En 1933, y no sin gran resistencia por su parte, ella hará lo que no ha hecho nunca, votará en unas elecciones. Sus hijos mayores irán a alguna de esas escuelas ventiladas y gratuitas que ha empezado a construir el nuevo gobierno, y que tienen una bandera tricolor ondeando en la fachada. Quizás él leerá en voz alta para sus compañeros el periódico en el que se publiquen los debates sobre la reforma agraria, y como es fantasioso se imaginará a sí mismo cultivando una parcela de tierra fértil, dueño por fin del esfuerzo de sus manos, o participando en una de esas cooperativas en las que en vez de con parejas de mulos se podrá arar con tractores.

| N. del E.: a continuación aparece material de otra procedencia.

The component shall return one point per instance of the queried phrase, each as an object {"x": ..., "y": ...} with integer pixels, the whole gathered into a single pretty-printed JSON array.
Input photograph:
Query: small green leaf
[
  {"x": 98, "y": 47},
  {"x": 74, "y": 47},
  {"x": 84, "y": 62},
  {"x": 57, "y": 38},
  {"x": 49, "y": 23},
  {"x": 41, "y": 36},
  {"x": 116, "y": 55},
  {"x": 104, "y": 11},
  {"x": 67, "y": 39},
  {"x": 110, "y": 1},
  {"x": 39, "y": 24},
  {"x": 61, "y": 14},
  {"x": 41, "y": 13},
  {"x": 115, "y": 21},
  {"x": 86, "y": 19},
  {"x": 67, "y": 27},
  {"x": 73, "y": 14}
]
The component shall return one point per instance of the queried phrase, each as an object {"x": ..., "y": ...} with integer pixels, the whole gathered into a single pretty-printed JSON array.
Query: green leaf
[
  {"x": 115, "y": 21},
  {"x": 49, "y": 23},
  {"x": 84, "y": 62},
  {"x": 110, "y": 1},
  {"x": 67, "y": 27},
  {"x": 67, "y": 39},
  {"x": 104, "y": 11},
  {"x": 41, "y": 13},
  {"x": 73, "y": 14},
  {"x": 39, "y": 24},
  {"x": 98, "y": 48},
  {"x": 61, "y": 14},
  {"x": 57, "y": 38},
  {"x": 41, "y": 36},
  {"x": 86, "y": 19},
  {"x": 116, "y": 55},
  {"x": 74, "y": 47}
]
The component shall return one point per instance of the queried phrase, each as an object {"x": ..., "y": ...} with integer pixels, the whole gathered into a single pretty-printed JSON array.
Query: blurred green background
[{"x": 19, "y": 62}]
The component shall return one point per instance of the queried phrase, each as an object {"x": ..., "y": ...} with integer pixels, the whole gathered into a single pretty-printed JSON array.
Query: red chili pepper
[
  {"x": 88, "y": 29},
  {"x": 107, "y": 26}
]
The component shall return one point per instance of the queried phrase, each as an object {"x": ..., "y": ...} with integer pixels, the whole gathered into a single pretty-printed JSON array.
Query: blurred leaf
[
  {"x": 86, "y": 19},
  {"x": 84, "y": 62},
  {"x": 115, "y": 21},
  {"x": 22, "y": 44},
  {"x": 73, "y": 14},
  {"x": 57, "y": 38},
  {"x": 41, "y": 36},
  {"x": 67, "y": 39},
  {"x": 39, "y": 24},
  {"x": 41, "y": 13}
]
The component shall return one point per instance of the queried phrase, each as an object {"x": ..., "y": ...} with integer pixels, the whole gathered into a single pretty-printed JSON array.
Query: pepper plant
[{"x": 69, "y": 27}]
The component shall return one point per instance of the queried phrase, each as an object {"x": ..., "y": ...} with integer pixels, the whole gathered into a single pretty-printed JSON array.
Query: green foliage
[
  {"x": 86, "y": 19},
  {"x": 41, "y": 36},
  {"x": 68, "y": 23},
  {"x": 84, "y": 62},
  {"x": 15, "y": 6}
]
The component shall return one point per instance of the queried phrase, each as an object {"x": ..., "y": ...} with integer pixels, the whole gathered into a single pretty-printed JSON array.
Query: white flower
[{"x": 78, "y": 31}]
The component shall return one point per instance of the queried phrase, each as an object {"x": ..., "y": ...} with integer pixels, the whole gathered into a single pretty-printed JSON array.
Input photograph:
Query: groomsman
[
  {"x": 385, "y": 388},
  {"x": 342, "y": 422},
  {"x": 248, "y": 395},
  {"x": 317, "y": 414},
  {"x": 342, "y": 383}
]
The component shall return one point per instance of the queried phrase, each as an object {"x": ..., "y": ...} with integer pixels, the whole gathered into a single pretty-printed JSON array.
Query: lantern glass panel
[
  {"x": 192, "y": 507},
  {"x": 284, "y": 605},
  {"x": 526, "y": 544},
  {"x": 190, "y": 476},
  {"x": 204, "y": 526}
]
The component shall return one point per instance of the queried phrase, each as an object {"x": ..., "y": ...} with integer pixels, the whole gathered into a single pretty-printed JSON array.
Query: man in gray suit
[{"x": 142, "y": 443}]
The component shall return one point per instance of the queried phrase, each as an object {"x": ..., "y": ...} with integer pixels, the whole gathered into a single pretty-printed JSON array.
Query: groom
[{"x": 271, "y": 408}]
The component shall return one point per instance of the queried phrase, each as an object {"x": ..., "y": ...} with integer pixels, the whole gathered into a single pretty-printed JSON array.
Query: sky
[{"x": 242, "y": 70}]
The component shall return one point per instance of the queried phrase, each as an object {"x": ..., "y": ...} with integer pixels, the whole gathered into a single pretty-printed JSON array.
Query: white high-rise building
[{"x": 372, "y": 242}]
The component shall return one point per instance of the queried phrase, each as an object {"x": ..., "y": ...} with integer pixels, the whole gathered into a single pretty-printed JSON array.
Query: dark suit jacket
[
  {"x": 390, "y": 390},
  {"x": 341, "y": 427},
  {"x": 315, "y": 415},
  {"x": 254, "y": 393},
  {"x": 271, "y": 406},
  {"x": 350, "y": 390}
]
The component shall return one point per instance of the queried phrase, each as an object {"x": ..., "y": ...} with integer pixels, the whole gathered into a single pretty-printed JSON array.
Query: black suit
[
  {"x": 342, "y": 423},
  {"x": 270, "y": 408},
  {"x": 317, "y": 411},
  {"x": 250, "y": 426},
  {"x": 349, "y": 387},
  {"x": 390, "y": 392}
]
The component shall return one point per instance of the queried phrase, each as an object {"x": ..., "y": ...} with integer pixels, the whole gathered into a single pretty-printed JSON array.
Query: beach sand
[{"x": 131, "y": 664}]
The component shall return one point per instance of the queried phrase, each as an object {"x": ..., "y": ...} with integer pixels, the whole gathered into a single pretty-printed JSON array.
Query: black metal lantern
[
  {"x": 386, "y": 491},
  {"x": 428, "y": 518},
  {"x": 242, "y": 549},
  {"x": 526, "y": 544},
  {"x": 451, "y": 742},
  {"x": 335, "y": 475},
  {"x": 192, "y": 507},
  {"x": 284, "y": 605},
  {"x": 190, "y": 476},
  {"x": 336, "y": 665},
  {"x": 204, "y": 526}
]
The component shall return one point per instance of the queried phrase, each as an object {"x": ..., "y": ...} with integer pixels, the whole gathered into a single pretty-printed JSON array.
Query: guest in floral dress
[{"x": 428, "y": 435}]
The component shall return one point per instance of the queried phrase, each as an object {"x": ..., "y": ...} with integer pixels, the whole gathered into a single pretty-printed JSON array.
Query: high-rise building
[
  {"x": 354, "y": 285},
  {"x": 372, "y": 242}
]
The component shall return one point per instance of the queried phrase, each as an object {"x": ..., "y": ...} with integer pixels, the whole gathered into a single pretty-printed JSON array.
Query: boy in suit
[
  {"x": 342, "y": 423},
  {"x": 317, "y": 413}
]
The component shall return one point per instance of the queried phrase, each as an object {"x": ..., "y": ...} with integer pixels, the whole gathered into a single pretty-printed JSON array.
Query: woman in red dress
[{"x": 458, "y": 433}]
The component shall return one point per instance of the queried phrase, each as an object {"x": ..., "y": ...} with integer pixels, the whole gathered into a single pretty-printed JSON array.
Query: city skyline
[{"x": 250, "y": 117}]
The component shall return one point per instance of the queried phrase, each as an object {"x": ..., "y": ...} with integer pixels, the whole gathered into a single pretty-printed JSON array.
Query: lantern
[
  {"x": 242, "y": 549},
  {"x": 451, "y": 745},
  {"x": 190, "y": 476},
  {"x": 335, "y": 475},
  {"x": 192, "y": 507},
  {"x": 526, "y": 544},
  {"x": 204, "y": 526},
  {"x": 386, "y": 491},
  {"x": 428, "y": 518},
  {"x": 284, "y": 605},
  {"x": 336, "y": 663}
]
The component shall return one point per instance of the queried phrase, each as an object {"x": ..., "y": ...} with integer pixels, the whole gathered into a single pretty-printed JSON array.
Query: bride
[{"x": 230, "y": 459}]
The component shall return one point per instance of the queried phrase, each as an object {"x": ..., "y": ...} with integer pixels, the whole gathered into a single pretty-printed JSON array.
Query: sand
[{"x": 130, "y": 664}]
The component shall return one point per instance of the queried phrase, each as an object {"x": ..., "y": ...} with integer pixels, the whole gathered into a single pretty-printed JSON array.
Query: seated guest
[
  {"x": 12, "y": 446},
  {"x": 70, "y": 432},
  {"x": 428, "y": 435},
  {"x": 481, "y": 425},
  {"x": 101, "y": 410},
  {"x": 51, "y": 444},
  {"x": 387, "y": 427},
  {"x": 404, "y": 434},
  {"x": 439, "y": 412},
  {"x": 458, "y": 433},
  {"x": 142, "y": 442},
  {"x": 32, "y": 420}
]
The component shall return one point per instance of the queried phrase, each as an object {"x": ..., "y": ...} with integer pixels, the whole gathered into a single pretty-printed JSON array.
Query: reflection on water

Ellos no saben que nada de eso les será permitido: que la tierra volverá a las manos de quienes la poseyeron siempre, que muchos de los maestros con los que sus hijos empezaron a educarse serán fusilados o desaparecerán para siempre de la ciudad. Y esos hijos, en vez de progresar en la escuela y aprender tal vez un buen oficio o incluso hacer una carrera, tendrán que trabajar en el campo exactamente igual que ellos, y pasarán más necesidad, haciéndose adultos en la posguerra más negra, en un tiempo que parecerá retrocedido y detenido, el de los años del hambre, el pan negro, las cartillas de racionamiento, la poliomelitis, la tuberculosis.

Pero ese futuro no está en la fotografía, de modo que no es obligatorio. Me gusta mirar a este hombre y a esta mujer tan jóvenes e imaginar para ellos otra vida posible, la que parece que anuncian sus caras de rectitud e inocencia, tan semejantes a las caras de parejas jóvenes que por esos mismos años iban al estudio de un fotógrafo después de casarse, en cualquier ciudad de aquella Europa.